Regarding the computational complexity of Algorithm 1, observe that the outer loop is executed at most n times due to the fact that if we drive all nodes then the network is controllable and, therefore, the Gramian is full rank. Also, the inner loop is executed at most N times as well which gives rise to a computational complexity of \(\mathscr {O}(N^2)\). However, we note that an important practical restriction comes from the computation of the Gramian. Assuming that the chosen time horizon K is proportional to the size of the network and utilizing the Coppersmith–Winograd algorithm for matrix multiplication (which achieves a runtime of \(\mathscr {O}(N^{2.374})\)), we see from Eqs. (6) and (7) that the computation of the Gramian takes \(\mathscr {O}(N^{5.748})\) time. This is partially due to the recursive nature of the state transition matrix \(G_k\) given by Eq. (6). One potential way to reduce the time complexity is to reduce the time horizon to \(K<<N\). This could reduce the time complexity by one order of magnitude but it would require the system to reach controllability in a shorter time frame, which in general is harder. Another way to reduce the complexity is to exploit the structure of the \(A_j\) matrix, which is diagonal for \(j\ge 1\) as seen in Eq. (3), to reduce the complexity of matrix multiplication to \(\mathscr {O}(N^2)\). This reduces the complexity of the Gramian computation to \(\mathscr {O}(N^5)\) and the overall complexity of the algorithm to \(\mathscr {O}(N^7)\), which is impractical for large networks. Nonetheless, we emphasize that scaling the method to large networks is not bottle-necked by the performance of our algorithm but rather by numerical stability issues in computing the rank of the Gramian, which are well known in the case of integer-order systems45,46. These issues persist in the fractional order case as well, since we can retrieve the integer-order system as a particular case.
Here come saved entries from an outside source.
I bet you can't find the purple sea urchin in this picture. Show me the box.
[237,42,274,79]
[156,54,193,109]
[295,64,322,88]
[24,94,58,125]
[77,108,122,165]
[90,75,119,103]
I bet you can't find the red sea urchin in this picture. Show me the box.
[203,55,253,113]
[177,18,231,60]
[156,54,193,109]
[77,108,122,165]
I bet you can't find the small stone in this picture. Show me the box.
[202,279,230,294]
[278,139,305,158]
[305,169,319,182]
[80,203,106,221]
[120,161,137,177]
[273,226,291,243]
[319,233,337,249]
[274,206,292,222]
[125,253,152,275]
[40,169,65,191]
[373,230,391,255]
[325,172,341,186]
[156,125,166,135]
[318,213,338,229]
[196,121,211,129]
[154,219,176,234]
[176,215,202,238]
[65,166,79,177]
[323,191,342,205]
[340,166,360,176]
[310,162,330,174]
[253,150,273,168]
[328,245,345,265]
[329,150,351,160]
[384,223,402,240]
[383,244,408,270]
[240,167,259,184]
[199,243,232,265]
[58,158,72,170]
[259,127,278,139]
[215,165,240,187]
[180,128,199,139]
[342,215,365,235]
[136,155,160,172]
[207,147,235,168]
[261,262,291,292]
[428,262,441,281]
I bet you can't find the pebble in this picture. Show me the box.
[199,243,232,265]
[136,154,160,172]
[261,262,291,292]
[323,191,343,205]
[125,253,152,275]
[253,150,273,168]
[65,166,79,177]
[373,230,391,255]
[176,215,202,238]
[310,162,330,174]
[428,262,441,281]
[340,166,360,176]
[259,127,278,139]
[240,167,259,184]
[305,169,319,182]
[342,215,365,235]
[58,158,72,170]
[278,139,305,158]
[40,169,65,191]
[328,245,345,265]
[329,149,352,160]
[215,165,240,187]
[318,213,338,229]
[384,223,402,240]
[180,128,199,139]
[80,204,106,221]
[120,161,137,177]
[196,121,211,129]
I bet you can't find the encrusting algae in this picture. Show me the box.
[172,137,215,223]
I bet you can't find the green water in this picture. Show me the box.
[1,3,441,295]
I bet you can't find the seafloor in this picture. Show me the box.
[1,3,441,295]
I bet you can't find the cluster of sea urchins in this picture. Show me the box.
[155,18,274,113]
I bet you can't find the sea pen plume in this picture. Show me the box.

EEG technology for brain activity monitoring: an overview34

The Electroencephalogram (EEG) enables us to monitor the spatial average of the synaptic activity on the neocortex, a part of the human brain involved in high-level functions such as sensory perception, cognition and reasoning. Even though the EEG signals as characterized by poor spatial resolution, due to physical limitations in placing sensors, they have high temporal resolution since the electrical activity from the neocortex reaches the recording site within milliseconds. The electrodes (i.e., sensors or leads) are placed over the area of interest on the scalp most commonly following the International 10–20 system, as depicted in Fig. 4. The rhythmic fluctuations occurring between inhibitory interneurons and excitatory pyramidic cells are known as oscillations. Even though the origin of such oscillations is not yet understood, the EEG electrodes are capable of capturing their activity. Furthermore, there exists evidence that the brain activity is processed at certain frequencies. Therefore, oscillatory behavior in the human brain is often partitioned in frequencies or bands (covering a wide range of frequencies decaying as 1/f in power): (i) \(\delta \)-band (0.5–3 Hz); (ii) \(\theta \)-band (3.5–7 Hz); (iii) \(\alpha \)-band (8–13 Hz); (iv) \(\beta \)-band (14–30 Hz); and (v) \(\gamma \)-band (30–70 Hz). Certain high-level brain functions such as sensory registration, perception cognitive processes related to attention, learning and memory are associated with brain activity in certain bands47. Different changes in the signals across different bands are also used to interpret the event-related potentials (ERPs) in the EEG signals, i.e., variations due to specific events48. These represent oscillations that are recorded over the posterior frontal and anterior parietal areas of the brain, i.e., over the sensorimotor cortices (see Fig. 4). SMRs occur mainly in the \(\alpha \)-band (for sensors located on the top of the motor cortices), and on \(\beta \) and lower \(\gamma \) for those on the sensorimotor cortices49.